I know from my experience as a programmer that sometimes it takes months of working with a framework to uncover its hidden issues (because they are rarely used as talking points by its disciples), so your help could potentially save me a lot of time.
What are the relative advantages and disadvantages of extending NumPy in Cython vs Boost.Python?
This is a very incomplete answer that only really covers a couple of small parts of it (I'll edit it if I think of anything more):
Boost doesn't look to implement operator[]
specifically for numpy arrays. This means that operator[]
will come from the base object
class (that ndarray
inherits), which will mean the call will go through the Python mechanisms to __getitem__
and so indexing will be slow (close to Python speed). If you want to do indexing at speed you'll have to do pointer arithmetic yourself:
// rough gist - untested:
// i,j,k are your indices
double* data = reinterpret_cast<double*>(array.get_data());
// in reality you'd check the dtype - the data may not be a double...
double data_element = array.strides(0)*i + array.strides(1)*j +array.strides(2)*k;
In contrast Cython has efficient indexing of numpy arrays built in automatically.
Cython isn't great at things like std::vector
(although it isn't absolutely terrible - you can usually trick it into doing what you want).
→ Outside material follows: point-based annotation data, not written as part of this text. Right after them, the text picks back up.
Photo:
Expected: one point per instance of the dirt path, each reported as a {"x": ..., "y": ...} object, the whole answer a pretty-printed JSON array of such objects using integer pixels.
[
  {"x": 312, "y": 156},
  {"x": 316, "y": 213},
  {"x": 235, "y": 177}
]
One notable limitation is that all cdef
s have to go at the start of the function so C++ classes with be default constructed there, and then assigned to/manipulated later (which can be somewhat inefficient). For anything beyond simple uses you do not want to be manipulating C++ types in Cython (instead it's better to write the code in C++ then call it from Cython).
A second limitation is that it struggles with non-class templates. One common example is std::array
, which is templated with a number. Depending on your planned code this may or may not be an issue.